Bien que cela n'ait pas été la décision initiale de sa commission des lois, le Sénat a décidé de ramener de six à deux ans, à compter de la notification de l'examen des comptes, le délai de prescription permettant au comptable d'être déchargé d'office de sa gestion, à défaut d'ordonnance de décharge intervenue dans ce délai. Or cette solution risquerait, comme l'a remarqué le rapporteur Bernard Saugey, lors de l'examen du projet de loi par le Sénat, d'être plus favorable au comptable en cas de doute du magistrat du siège sur la régularité des comptes, doute ayant conduit à une absence de décharge, qu'en cas d'accord du siège comme du parquet sur cette régularité, accord ayant conduit le juge du siège à rendre une ordonnance de décharge. Ce serait paradoxal. En effet, la décharge par prescription ne pourrait faire l'objet d'aucun recours, contrairement à la décharge par ordonnance du président de la formation de jugement.

Pour tenter d'éviter que des situations de doutes ne conduisent à de tels effets juridiques, la commission des lois vous propose un amendement précisant que le président de la formation de jugement peut demander qu'un rapport complémentaire soit établi afin que le parquet décide, au vu de celui-ci, de lui transmettre de nouvelles conclusions retenant une charge à l'encontre du comptable ou, au contraire, de maintenir ses premières conclusions ne retenant aucune charge. Sans remettre en cause le monopole du parquet sur l'engagement des poursuites, cet aménagement ciblé permettrait de mieux prendre en compte l'hypothèse de réticences du juge du siège motivées par des anomalies comptables d'abord passées inaperçues.

Le Sénat n'a, en revanche, pas modifié la nouvelle procédure contentieuse applicable devant les juridictions financières, destinée à mieux prendre en compte les exigences d'équité et de transparence récemment rappelées par la Cour européenne des droits de l'homme et recherchées par ce texte. Un consensus politique entoure ainsi le choix du législateur de garantir lui-même la publicité des audiences, la collégialité des décisions, l'absence du rapporteur et du parquet au délibéré, ainsi que, comme l'avait décidé l'Assemblée nationale en première lecture, le droit de l'ordonnateur et du comptable qui le demandent d'accéder aux pièces du dossier.
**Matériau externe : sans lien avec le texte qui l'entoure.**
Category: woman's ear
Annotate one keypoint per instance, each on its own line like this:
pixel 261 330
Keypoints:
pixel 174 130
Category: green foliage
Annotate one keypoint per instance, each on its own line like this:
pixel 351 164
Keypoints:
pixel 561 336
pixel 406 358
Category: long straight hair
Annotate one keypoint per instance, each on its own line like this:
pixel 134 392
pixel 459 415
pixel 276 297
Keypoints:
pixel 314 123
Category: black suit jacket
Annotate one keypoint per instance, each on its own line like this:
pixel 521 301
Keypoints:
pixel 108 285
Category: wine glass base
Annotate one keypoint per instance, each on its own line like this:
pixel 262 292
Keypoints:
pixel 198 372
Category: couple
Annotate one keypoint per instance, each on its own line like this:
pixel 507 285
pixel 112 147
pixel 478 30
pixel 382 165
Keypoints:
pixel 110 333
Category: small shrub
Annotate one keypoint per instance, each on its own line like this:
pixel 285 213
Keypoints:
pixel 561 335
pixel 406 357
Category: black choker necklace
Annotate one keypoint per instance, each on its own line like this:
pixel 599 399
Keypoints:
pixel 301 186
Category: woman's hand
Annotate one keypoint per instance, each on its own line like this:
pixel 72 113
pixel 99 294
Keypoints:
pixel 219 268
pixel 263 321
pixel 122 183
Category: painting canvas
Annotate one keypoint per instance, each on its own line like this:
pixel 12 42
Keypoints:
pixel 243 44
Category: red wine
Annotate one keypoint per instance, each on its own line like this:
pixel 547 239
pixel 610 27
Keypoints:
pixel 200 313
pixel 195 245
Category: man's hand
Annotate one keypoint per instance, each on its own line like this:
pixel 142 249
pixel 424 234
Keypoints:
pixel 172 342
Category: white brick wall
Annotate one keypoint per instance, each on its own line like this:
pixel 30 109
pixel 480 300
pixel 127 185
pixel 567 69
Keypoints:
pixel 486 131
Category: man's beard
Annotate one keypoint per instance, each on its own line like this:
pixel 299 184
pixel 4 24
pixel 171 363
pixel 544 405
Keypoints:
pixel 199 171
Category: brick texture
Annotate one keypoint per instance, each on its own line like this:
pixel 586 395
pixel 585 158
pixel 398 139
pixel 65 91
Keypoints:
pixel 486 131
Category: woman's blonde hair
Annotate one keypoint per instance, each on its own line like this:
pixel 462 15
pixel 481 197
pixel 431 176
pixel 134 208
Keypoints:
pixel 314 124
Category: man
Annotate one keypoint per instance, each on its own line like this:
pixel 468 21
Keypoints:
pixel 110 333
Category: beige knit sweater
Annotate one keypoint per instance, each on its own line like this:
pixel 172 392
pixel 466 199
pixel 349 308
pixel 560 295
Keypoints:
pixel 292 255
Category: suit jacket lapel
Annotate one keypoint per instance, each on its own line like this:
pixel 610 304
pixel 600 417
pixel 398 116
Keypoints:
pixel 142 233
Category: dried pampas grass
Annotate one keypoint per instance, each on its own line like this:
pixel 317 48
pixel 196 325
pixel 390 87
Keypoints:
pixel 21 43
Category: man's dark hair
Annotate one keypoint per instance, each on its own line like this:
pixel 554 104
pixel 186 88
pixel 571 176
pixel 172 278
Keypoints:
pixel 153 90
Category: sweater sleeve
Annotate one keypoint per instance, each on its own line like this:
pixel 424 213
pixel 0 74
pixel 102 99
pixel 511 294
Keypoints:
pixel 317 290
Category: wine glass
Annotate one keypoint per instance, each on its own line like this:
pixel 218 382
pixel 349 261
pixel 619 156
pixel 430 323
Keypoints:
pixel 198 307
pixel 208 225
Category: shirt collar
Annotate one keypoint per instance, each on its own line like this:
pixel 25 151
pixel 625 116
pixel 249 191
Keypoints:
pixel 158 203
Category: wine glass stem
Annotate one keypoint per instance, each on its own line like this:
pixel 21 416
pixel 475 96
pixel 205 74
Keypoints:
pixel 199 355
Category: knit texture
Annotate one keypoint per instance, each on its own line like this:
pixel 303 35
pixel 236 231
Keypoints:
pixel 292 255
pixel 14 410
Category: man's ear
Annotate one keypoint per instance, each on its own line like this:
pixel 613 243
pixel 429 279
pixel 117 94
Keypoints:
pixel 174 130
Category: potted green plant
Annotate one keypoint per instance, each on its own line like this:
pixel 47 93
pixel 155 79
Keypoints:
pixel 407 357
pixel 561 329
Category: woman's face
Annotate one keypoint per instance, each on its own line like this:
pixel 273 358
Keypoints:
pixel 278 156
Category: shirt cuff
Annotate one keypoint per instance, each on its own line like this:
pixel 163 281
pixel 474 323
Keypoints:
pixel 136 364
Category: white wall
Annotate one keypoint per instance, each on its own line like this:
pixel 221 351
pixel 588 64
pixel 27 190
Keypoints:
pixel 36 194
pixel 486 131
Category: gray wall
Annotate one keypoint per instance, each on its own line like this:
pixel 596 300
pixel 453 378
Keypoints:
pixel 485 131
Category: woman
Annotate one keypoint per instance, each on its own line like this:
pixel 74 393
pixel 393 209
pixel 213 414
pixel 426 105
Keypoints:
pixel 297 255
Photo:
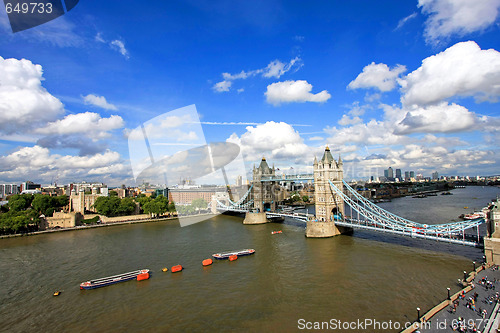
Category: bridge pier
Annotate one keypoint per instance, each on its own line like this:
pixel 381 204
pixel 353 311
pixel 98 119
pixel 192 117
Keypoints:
pixel 255 218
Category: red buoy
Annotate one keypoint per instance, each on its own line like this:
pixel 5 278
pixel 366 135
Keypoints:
pixel 142 276
pixel 176 268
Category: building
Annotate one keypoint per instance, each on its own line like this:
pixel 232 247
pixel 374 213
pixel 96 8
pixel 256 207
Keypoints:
pixel 8 189
pixel 26 186
pixel 327 169
pixel 264 192
pixel 186 196
pixel 398 174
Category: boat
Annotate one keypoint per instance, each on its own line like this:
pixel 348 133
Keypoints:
pixel 176 268
pixel 226 255
pixel 141 274
pixel 473 216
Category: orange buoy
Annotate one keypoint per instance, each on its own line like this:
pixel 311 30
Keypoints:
pixel 176 268
pixel 142 276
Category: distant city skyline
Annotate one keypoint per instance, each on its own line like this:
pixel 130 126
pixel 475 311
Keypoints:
pixel 404 83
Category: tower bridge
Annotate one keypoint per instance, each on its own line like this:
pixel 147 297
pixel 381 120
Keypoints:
pixel 339 207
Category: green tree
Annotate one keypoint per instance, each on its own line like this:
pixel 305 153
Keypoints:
pixel 19 202
pixel 126 206
pixel 199 203
pixel 107 206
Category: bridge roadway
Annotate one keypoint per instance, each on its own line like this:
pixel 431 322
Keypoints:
pixel 363 224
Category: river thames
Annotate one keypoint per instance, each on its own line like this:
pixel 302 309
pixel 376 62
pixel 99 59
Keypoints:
pixel 345 278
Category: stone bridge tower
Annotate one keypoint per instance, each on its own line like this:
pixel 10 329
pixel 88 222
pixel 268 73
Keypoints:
pixel 328 204
pixel 263 192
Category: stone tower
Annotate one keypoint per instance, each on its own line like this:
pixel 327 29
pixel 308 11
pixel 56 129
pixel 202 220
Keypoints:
pixel 328 204
pixel 263 192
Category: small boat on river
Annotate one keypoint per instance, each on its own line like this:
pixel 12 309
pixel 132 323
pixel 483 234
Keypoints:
pixel 141 274
pixel 226 255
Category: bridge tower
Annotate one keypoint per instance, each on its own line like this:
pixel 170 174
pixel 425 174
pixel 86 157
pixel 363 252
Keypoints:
pixel 264 198
pixel 263 192
pixel 328 204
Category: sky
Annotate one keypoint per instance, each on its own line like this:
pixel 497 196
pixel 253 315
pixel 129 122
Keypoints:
pixel 413 85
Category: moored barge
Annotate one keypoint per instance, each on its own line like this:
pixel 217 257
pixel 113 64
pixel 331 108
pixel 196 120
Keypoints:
pixel 141 274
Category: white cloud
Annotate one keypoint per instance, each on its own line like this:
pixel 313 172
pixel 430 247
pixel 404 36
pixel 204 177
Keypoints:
pixel 440 118
pixel 222 86
pixel 24 102
pixel 38 163
pixel 378 76
pixel 294 91
pixel 99 101
pixel 120 47
pixel 346 120
pixel 461 70
pixel 273 140
pixel 88 123
pixel 457 17
pixel 404 20
pixel 275 69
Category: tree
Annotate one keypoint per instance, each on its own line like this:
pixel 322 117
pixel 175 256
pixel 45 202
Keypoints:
pixel 126 206
pixel 107 206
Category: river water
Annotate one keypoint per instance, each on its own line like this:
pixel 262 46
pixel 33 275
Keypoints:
pixel 365 276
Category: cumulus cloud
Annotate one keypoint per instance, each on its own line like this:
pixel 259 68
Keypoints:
pixel 294 91
pixel 275 68
pixel 120 47
pixel 89 123
pixel 406 19
pixel 457 17
pixel 83 144
pixel 441 118
pixel 38 162
pixel 378 76
pixel 99 101
pixel 461 70
pixel 24 101
pixel 222 86
pixel 273 140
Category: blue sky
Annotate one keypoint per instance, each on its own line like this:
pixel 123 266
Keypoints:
pixel 408 84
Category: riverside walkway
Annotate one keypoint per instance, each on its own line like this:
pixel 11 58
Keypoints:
pixel 448 320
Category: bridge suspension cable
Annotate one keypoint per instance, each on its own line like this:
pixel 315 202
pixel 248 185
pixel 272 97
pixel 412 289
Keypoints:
pixel 377 218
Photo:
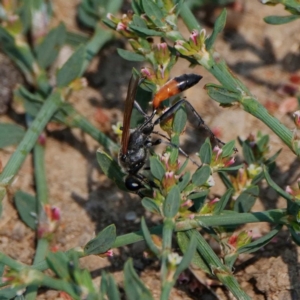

Ces garanties constituent une avancée importante pour mieux garantir le respect des règles de l'État de droit devant les juridictions non judiciaires et honorer ainsi les engagements de la France envers les autres États signataires de la Convention européenne de sauvegarde des droits de l'homme et des libertés fondamentales.

Des divergences de vues entre les deux assemblées sont par ailleurs apparues sur la question importante de la gestion de fait.

Le Sénat a tout d'abord supprimé l'article 16 bis, introduit en première lecture à l'Assemblée nationale à l'initiative de M. Charles de Courson. Cet article avait pour objet de supprimer la procédure de reconnaissance d'utilité publique par l'organe délibérant de la collectivité ou de l'établissement concerné des dépenses ayant donné lieu à gestion de fait.

Cette procédure fait en effet l'objet de fortes critiques, liées à l'allongement des délais de jugement qu'elle induit et au caractère parfois politique des décisions de refus de reconnaissance de l'utilité publique de certaines dépenses.

Tout en reconnaissant le bien-fondé des critiques portées à l'encontre de la procédure actuelle, le Sénat a estimé que sa suppression porterait atteinte au principe de libre administration des collectivités territoriales, en permettant à la chambre régionale des comptes de se prononcer sur l'utilité publique de dépenses, en lieu et place de l'assemblée délibérante. En effet, le principe de l'autorisation budgétaire est un élément essentiel de la libre administration des collectivités territoriales.

Dans ces conditions, le Sénat a estimé préférable que cette question fasse l'objet d'un examen d'ensemble dans le cadre de la réforme annoncée des missions des juridictions financières et des règles relatives à la responsabilité des gestionnaires publics.